光の裂け目に着いた由乃は、迷うことなくそれに手を伸ばす。裂け目からはずっと響の声が聞こえていて、光に手を伸ばせば、必ず響の元に行ける、とそう信じたられからだ。
 眩い光の中、凄まじい力で引き寄せられた由乃は、一瞬で終着点に着いた。今まで軽かった体が重力を持ち、生を実感する。この世に戻ったことを感じながら、ゆっくりと瞼を持ち上げると、目の前に悲痛に顔を歪めた響を見た。その頬は煤け、髪はくしゃくしゃで酷い有様だが、由乃と目が合うと、ほっとしたような安堵の笑みを溢した。

「由乃! ああ……よかった……よかった……天よ、感謝する」
「き、響さ……ごほっ!」

 喋ろうとして咳き込んだ。空気を吸うと、喉に微かな痛みがある。そのせいで、上手く声が出せなかった。

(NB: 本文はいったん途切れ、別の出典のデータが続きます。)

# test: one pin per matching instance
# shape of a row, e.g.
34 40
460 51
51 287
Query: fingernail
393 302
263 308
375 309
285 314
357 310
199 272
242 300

「ああ、そうか。煙で喉を傷めたのだな。待っていろ、医者を呼んで薬を処方してもらうからな! 絶対に動くなよ?」

 早口で捲し立て、響は疾風の如く部屋を出て行く。由乃は、呆気にとられつつも、響の優しさに胸を打たれていた。また、自分が寝ているのが響の部屋で響の寝台だと気付き、恥ずかしさが込み上げた。
 そのすぐあと、ヨネと鳴、そして成子が部屋にやって来た。由乃が目を覚ましたと響から聞いて、入室許可をもらい駆け付けたらしい。喉を傷めて声が出せないことは、響から聞いていたようで、三人とも質問や問いかけを極力避けていた。そして何事もなかったかのように着替えを手伝うと、由乃が疲れないようにと足早に去っていった。女性たちが部屋を出て行くと、入れ替わりに今度は厳島と奏が来た。彼らも安堵の表情を見せ「無事でよかった」と由乃に声を掛けてくれた。
(みんなに迷惑をかけてしまったわ。私がもっと気を付けていれば、攫われなかったかもしれないのに。響様だって、お忙しい身でありながら……あ! そうだわ! 華絵さんと佐伯さんのことを伝えないと。先日の暴走馬車や化学薬品工場の爆発火災は、あの人たちの仕業だと!)
 とは思ったが、今由乃は声が出せない。上手く伝えることも出来ないだろう。考えあぐねていると、響が戻って来た。彼の後ろには初めて見る男性がいる。年は響と同じくらいで、ひょろりと背が高い。革の大きな鞄を持っているのを見て、この人がお医者様だろう、と由乃は思った。